Frequency spread Average Max.
GB3LER ~ 5Hz 21Hz
GB3RMK ~ 20Hz 57Hz

The third dopplergram shows reception of G6YIN (in beacon mode) in IO93ET (288km), with a variety of modes evident. The keying produces a spectrum spread over 10Hz or so, followed by carrier and then a break about every 24 seconds which can be clearly seen throughout the image.

The central line is the direct tropospheric signal. The Leonid meteor reflections can be seen particularly well at the three points marked "A". The reflected signal is again very diffuse in frequency, since it is fading rapidly. It was difficult to be sure at the time whether the propagation was forward scatter or back scatter. The signal did seem to peak in about the right direction, but this could have been the tropospheric component.

The other feature of note is the aircraft reflections, for example that at "B".


When a meteor enters the atmosphere, it heats up and causes the surrounding gases to be ionised. The ionised gases form a trail behind the meteor and the trail then drifts at the local wind speed. The observed Doppler shifts thus represent the E-layer wind speed, taking into account the geometry of the reflection point relative to the signal path. However, the reflected signal fluctuates rapidly due to a number of factors - the variation with time of the ionisation, the variation in the trail geometry relative to the signal path, and the combination of signals from different reflection points with different Doppler shifts. So the result is both a centre frequency and a fading spectrum that varies with time.

tct2.gif (92880 bytes)

The effects that can be seen during the Leonids are quite different from normal MS propagation.
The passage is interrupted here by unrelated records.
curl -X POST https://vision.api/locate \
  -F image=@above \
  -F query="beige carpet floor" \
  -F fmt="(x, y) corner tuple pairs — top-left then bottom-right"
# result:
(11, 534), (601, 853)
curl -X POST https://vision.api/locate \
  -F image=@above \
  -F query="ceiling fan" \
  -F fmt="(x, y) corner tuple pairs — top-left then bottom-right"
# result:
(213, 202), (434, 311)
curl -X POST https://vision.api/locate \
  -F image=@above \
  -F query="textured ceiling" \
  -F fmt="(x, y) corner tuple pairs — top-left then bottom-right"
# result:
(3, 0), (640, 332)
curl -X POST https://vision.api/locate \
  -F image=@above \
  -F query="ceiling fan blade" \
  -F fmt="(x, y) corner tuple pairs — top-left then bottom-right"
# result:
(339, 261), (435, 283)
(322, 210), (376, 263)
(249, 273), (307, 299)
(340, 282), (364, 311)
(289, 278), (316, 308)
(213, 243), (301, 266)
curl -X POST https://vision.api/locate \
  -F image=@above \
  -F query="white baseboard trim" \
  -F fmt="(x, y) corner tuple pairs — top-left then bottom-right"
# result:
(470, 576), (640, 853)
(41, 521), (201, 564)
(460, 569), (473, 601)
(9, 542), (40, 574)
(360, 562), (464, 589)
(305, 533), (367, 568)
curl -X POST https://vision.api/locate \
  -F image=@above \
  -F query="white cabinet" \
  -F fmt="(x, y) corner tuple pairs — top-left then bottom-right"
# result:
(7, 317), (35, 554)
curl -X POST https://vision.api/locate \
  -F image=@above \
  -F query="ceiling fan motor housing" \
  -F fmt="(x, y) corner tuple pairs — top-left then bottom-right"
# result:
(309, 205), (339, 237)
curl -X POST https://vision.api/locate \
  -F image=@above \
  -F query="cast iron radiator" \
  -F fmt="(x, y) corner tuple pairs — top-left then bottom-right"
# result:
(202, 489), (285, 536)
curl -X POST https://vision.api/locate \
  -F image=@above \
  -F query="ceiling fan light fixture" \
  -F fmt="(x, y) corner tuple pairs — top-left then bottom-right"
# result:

Compare them with the plot showing reception earlier in the year of two 49.75 TV carriers about 30Hz apart. Discrete pings are evident throughout the trace, with only a very weak background scatter signal. Despite the much higher power used by the TV, the MS signal is not continuous. The continuity of the signals during the Leonids by contrast shows that much higher quantities of material are entering the earth’s atmosphere, perhaps by a factor of 100 or more.

tct3.gif (102730 bytes)

Why is the spectrum of GB3RMK so different from that of GB3LER? The paths from IO91 are similar - the heading difference is only 15 degrees. The path lengths are about 1010km (LER) and 756km (RMK). We know that the ionisation intensity needed to sustain propagation is a function of the path length, so that shorter skip paths require higher ionisation. If the MUF is below that needed for the direct RMK path, the signal will not be reflected but will be scattered from a (large) number of individual trails, leading to a high fluctuation rate. If there is a tendency for the scattering centres to be further off the direct path, this will also lead to more variation in the Doppler shifts. We can contrast this with the Lerwick path where we could speculate that the MUF is above 50 MHz. In this case the ionisation will appear as a flat-bottomed layer, and the signal will be reflected rather than scattered. However a reasonable question might be "why doesn’t GB3LER exhibit similar scattering to RMK, in addition to the reflection?" Maybe someone has a better model that can explain this.

tct4.gif (91341 bytes)

In conclusion

Doppler DSP provides an interesting insight into propagation at 50MHz and a new way of deciding which propagation modes are present or even to recognise several simultaneous modes. To make more use of this, there is a need for more stable beacon signals, and to ensure that there is an adequate period (at least 12 seconds) of unbroken carrier each cycle to allow narrow band Doppler processing.


I am indebted to Peter Martinez G3PLX for providing the Doppler analysis software, and for his helpful comments on the results.


1. Using Doppler DSP to study HF propagation, P Martinez G3PLX, RadCom May 1998
2. Equipment used: 5-ele yagi at 35ft agl, ICOM 575 rig, and the Motorola 56002EVM DSP using G3PLX software.